This weekend, my family and I went up the road to Rogers, AR and visited War Eagle mill a Grist Mill (a mill where wheat is ground into flour). Walking into the gift shop, we found bags of flour and corn meal, and a variety of other grains, nicely packaged and sewn up in cotton bags. Just the way you would have bought flour, as much as 100 years ago. The mill is set in a very picturesque setting; with an old bridge, a small waterfall, unique trees with their roots exposed. Looking around, and hiking through a nearby trail, I felt inspired, just by my surroundings.
Sometimes it is not my environment that inspires me, but people that I know. I love to be around artists, musicians, and creative people. I like just hearing their ideas, and picking up on their creative "vibe". I really like to watch a group of artists collaborate on something, to see how they feed on the energy of one another. That really makes me feel inspired.
Sometimes, it is not an actual person or a place, but a song or a story that gets me inspired.
Yesterday, we rented the movie Kit Kittridge An American Girl, it was a sweet movie about a girl's life during the depression.
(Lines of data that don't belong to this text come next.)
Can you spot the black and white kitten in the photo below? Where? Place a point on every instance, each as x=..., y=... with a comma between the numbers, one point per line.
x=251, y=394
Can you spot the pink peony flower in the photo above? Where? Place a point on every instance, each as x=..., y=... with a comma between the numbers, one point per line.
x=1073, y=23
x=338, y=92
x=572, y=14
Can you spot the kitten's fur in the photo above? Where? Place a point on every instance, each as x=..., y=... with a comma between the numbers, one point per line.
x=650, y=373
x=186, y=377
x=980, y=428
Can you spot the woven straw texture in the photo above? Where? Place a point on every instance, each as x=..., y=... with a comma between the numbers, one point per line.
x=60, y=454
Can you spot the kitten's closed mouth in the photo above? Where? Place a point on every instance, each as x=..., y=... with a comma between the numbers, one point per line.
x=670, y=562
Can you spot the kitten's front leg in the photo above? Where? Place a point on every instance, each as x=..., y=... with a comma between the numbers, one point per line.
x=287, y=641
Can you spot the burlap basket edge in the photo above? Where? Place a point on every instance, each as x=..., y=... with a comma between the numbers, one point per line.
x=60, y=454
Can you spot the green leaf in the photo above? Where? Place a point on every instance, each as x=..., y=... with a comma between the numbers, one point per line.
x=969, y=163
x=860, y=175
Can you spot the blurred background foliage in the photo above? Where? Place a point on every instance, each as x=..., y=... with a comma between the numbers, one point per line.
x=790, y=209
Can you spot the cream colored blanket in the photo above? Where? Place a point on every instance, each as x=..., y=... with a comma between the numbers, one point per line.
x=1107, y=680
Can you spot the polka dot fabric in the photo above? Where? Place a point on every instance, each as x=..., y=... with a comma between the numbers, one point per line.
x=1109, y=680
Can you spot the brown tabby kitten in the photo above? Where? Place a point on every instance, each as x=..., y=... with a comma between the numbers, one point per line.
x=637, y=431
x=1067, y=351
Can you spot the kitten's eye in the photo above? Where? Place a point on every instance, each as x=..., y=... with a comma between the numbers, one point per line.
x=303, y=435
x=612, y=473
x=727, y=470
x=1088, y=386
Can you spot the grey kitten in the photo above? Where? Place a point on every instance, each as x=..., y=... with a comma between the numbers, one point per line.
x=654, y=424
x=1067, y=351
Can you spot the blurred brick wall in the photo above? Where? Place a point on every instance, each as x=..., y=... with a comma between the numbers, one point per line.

I watched the mother try to come up with ways to make ends meet: taking on borders, growing a garden, and making dresses out of the feed sacks that would have been thrown away. Much like the sacks I had seen at the mill, just two days earlier.
And as I watched, I again became inspired. For this family, it was a necessity to find creative ways to use what they had, to be productive and not be wasteful. In our family, we recycle more than just what goes into the recycling bin. We also reuse a lot of things, but especially containers for storage. But I'm looking into what else we can do to be productive and not wasteful. Tonight I've been researching planting a fall garden. I want to share the experience, of growing and creating with my children.
So help me to inspire others, tell me what or who inspires you? What is your best creation, that came from reusing, upcycling, or recycling?